CHAPTER

twenty - three

SATURDAY, 12:27 A.M.

The curvy corridor lay before them. It was creepy and mysterious and oddly inviting.

Both boys had stepped onto the carpeted runner. It was soft and warm under Xander’s bare feet. He forced himself to start walking. David clung to him like one of those remora fish that attached themselves to sharks. It made Xander feel like the big brother he was. When it came to tackling new adventures, David was fearless. As long as he knew others had trod before him and lived, he figured he could do it too.

What spooked the kid was . . . well, spooky things: ghosts, vampires, dark shadows, mysterious noises. The unknown.

My turn to be brave, Xander thought.

They approached the first light fixture. It was a small statue mounted to the wall: an old man, whose long beard flowed into a tunic. A wreath crowned his head. He held open a book and pointed at a page. His eyes were cut out, allowing the light from the bulb within to shine through them. Xander recognized the style of the carving as ancient Greek—one of the things about having a history teacher for a dad was you got a lot of history lessons. He suspected the man was Plato or Socrates or one of the other brainy sage-types. The top of the lamp was open. Light splashed up the wall in the shape of an ice-cream cone. The ice-cream scoop itself was a glowing circle on the ceiling. As they passed, Xander’s eyes kept darting back to the decorative fixture. He half-expected the old man to turn his head, following their progress.

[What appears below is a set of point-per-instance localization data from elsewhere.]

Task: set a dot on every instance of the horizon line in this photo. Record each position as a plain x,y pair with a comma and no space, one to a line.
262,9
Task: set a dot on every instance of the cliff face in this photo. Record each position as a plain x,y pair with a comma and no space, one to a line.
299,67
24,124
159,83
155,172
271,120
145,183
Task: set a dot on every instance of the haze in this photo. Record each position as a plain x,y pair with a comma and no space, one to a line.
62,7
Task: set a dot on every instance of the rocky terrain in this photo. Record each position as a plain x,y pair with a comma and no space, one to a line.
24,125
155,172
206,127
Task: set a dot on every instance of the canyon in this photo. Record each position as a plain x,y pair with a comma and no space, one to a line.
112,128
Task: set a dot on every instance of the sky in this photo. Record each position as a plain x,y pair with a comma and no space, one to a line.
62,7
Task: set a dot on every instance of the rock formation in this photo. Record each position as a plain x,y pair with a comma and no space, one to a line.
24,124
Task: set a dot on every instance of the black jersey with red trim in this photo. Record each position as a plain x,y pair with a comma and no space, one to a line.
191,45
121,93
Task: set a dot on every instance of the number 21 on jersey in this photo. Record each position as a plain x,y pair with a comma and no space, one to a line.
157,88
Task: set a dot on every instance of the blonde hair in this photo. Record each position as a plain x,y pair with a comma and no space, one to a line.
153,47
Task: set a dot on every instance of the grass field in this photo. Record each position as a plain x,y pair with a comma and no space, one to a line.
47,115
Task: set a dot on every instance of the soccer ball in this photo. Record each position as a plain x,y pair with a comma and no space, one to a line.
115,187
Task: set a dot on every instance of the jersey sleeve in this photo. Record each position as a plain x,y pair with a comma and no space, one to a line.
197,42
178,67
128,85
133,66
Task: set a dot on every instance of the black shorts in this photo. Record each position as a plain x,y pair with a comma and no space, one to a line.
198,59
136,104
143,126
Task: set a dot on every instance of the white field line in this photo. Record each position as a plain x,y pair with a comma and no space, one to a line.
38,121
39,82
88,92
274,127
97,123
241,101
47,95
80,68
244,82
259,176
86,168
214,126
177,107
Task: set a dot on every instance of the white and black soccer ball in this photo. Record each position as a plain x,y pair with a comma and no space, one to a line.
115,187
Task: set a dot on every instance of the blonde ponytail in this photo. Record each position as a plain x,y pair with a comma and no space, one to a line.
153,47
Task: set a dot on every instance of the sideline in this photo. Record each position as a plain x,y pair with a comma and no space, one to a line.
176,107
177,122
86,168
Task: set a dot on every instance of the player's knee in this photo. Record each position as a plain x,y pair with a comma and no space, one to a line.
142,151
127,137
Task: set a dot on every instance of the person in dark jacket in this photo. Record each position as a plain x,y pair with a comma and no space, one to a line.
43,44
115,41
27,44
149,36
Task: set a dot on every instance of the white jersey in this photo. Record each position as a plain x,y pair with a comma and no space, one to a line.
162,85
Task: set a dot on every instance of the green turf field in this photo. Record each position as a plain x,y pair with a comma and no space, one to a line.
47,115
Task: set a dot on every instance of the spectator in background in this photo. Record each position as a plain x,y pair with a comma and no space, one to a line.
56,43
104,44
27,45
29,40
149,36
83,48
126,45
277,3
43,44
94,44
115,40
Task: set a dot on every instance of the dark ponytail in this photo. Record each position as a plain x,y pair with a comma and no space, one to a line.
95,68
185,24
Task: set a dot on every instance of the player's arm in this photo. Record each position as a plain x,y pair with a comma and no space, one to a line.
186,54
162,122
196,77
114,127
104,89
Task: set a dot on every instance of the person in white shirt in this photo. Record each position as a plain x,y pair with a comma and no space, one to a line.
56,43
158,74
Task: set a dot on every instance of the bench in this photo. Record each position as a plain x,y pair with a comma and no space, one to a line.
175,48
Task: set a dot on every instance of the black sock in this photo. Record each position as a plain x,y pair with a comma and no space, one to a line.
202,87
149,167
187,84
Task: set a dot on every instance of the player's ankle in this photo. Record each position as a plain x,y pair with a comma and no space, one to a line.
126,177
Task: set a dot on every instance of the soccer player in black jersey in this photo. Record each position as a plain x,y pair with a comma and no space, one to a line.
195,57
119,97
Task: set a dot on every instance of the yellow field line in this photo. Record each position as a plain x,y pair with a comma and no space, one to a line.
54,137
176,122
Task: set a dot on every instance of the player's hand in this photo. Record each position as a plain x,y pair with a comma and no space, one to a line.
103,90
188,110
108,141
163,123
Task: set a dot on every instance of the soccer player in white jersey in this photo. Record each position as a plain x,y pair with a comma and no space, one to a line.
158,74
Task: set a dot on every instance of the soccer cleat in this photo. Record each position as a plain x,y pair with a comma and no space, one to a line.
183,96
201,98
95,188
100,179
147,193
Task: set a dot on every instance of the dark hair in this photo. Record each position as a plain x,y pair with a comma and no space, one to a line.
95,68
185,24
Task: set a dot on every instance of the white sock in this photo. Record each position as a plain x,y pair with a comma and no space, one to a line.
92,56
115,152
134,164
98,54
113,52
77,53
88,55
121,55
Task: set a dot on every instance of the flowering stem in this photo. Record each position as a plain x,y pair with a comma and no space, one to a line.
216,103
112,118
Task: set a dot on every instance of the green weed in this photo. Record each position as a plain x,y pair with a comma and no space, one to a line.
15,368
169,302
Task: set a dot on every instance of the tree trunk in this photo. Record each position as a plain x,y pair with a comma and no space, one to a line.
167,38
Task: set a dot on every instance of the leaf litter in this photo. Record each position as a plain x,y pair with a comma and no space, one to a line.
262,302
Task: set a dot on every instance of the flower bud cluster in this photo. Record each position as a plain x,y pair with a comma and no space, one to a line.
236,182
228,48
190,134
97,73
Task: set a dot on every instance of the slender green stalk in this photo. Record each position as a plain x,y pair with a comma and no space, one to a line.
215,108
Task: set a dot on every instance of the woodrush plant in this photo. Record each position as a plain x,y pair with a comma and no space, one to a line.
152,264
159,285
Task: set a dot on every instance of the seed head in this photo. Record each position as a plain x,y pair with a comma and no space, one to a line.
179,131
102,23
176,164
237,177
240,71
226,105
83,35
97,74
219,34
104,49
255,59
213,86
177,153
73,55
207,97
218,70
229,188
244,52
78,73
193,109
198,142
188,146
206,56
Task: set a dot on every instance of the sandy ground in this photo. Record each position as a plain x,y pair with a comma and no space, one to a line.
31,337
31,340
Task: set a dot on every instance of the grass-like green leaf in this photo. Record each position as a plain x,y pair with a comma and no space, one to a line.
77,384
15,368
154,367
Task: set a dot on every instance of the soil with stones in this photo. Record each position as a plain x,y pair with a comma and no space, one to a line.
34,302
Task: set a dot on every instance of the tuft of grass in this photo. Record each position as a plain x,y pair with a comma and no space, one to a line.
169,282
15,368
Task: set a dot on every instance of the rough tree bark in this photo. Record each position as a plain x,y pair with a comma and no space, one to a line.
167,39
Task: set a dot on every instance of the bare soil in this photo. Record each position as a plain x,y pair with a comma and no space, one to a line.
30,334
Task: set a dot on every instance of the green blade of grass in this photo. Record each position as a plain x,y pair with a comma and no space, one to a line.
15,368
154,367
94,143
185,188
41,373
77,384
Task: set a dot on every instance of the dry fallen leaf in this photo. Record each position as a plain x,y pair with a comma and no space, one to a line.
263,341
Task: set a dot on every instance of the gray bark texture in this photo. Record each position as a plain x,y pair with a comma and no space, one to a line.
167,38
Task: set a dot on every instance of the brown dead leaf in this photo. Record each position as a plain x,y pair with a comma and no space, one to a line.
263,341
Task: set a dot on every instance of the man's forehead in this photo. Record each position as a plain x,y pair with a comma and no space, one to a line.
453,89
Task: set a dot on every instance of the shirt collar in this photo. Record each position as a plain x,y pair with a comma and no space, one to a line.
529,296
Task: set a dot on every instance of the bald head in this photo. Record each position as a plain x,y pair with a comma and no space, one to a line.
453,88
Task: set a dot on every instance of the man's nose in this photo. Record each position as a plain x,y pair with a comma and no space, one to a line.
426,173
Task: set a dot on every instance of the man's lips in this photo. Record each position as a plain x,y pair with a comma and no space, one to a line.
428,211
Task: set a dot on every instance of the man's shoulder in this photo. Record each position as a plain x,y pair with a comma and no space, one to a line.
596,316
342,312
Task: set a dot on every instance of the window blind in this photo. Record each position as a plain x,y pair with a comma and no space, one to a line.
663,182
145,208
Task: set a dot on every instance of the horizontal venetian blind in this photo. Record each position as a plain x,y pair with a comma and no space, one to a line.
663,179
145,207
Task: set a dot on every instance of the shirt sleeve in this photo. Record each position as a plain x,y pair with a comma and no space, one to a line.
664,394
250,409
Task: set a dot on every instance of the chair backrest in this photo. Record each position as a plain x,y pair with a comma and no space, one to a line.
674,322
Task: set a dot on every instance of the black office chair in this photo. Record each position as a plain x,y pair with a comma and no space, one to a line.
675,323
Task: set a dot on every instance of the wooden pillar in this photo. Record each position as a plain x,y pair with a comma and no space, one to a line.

David jabbed him in the ribs.

“Ow, what?” Xander said. David was pointing. The wallpaper had been peeled away in four thin, horizontal furrows. The rips were as long as Xander’s arm. One ended in a bunched-up wad of wallpaper; at the end of the other three furrows, rippled strips of paper hung like the tails of rats.

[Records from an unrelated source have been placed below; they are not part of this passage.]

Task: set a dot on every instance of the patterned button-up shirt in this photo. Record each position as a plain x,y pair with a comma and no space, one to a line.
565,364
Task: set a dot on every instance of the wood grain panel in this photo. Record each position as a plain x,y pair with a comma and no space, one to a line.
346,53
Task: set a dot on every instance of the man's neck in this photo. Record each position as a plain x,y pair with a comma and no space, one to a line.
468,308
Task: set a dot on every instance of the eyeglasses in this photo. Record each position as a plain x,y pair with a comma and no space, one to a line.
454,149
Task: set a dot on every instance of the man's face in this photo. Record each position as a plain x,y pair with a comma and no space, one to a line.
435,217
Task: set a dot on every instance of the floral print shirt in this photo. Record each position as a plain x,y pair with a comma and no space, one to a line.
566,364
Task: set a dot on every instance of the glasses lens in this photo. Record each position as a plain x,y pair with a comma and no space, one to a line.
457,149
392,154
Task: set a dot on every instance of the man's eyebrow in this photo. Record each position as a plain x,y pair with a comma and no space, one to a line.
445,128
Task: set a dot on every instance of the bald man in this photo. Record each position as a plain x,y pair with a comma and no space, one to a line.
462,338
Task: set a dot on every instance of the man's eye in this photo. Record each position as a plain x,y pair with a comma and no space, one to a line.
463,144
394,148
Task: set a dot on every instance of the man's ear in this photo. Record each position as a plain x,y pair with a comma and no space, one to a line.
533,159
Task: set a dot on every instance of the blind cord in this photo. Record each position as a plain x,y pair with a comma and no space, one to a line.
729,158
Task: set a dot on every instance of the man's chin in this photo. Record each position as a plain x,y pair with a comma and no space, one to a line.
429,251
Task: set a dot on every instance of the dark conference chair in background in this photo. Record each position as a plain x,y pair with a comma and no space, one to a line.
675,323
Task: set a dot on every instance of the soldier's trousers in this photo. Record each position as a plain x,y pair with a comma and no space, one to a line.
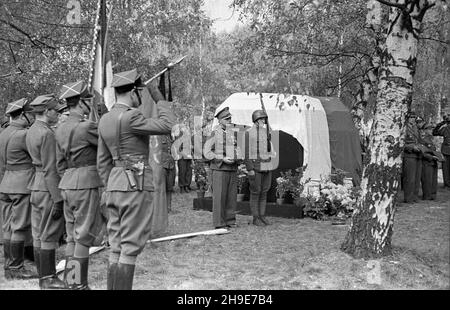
16,214
446,170
129,224
429,179
259,186
45,230
224,184
412,171
184,172
83,215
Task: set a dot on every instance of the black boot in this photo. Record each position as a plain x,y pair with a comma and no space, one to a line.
49,280
37,260
7,257
124,277
67,269
16,267
111,276
29,253
262,209
83,262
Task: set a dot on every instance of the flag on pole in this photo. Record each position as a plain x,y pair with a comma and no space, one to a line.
100,73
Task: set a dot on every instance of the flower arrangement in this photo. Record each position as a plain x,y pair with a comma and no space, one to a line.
201,176
330,199
291,182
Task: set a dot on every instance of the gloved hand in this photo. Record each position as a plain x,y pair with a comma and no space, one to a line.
57,210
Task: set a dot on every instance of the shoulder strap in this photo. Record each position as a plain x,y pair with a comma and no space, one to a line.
6,148
68,153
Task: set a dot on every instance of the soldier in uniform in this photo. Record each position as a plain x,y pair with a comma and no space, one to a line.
76,154
168,163
224,172
443,129
47,218
412,164
123,165
259,174
16,172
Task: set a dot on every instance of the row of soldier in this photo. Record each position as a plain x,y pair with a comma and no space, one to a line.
83,174
421,158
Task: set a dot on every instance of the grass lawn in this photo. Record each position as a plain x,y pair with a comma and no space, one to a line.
290,254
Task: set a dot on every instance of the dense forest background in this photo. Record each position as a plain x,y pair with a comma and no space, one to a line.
318,48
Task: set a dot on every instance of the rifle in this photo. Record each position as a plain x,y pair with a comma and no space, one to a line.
268,126
168,67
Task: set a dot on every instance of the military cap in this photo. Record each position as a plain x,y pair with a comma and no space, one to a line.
16,106
223,114
127,78
75,89
43,102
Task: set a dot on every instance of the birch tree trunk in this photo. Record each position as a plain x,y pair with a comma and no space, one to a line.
372,222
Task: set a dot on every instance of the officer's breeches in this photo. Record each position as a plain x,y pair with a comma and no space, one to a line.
259,186
129,224
224,184
16,213
45,230
83,215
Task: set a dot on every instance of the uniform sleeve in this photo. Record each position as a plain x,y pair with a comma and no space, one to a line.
92,133
48,157
153,126
61,163
104,161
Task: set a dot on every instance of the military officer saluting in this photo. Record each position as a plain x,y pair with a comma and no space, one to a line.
16,171
76,154
224,171
47,222
123,165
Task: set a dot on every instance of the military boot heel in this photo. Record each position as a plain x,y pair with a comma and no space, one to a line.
124,277
16,267
49,280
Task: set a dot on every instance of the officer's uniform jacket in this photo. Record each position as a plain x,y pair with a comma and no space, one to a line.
134,143
216,150
256,148
443,129
41,145
16,169
77,166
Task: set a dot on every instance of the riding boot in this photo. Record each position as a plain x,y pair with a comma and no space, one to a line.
81,282
7,257
16,267
124,277
49,280
111,277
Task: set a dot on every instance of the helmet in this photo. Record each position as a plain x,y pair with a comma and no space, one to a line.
258,114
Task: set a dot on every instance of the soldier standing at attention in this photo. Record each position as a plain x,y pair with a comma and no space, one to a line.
76,154
47,218
259,171
224,172
16,172
443,129
123,165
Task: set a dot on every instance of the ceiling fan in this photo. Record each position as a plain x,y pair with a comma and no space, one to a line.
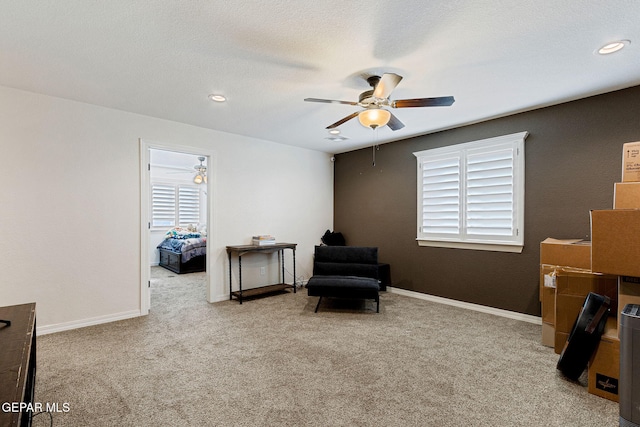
201,171
373,100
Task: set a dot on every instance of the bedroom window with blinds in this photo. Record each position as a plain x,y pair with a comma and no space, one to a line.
174,205
471,195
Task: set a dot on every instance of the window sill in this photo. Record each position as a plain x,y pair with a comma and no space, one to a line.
498,247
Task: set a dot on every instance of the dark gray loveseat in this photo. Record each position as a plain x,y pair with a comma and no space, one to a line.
345,272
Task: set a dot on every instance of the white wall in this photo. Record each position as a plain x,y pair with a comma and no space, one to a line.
70,203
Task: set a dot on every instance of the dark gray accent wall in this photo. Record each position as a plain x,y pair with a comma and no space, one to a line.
573,158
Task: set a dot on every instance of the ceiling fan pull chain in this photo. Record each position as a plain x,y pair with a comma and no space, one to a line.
375,144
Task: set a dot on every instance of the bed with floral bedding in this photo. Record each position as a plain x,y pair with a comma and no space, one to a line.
184,250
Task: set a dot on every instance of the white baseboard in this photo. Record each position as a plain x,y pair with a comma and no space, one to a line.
469,306
59,327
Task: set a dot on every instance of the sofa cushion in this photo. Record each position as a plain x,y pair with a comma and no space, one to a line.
345,286
342,269
346,254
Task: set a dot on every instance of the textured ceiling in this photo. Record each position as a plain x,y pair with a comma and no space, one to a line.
163,58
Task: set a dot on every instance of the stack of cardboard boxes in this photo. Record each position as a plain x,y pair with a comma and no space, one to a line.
608,265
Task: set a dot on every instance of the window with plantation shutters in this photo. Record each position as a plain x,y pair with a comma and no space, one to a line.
173,205
472,195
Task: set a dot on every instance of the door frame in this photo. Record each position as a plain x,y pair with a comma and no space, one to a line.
145,214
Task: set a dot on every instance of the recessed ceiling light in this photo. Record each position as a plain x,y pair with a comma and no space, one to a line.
337,138
217,97
613,47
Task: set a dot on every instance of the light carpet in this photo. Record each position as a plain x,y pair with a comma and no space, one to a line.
274,362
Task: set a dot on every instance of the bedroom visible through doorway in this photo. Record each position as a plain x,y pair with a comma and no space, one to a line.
176,214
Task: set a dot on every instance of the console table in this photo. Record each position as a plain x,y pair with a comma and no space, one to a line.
250,249
17,362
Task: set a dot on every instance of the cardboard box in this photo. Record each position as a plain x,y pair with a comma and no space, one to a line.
604,366
615,244
549,305
631,162
628,292
567,252
548,293
626,195
548,335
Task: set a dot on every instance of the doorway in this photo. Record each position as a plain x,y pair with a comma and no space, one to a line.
183,170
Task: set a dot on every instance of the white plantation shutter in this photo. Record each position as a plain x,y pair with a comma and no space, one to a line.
441,212
173,205
163,205
473,194
490,198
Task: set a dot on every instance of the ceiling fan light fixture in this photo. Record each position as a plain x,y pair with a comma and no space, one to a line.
613,47
374,117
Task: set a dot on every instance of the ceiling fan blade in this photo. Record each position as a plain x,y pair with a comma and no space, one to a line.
394,123
385,86
346,119
443,101
330,101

“Claw marks,” David whispered.

“Maybe,” Xander said, but that’s exactly what they looked like.

They were a few feet from the first door. It was six-paneled and stained dark brown, like the others in the house. On the front of the door handle was a face: a scowling man whose tight lips appeared ready to open for a hearty reprimand. A brass plate under the handle was etched in the same intricate pattern as the carpeted runner. The impression of an old hotel was so strong in his mind, Xander was mildly surprised that no room number was affixed to the door.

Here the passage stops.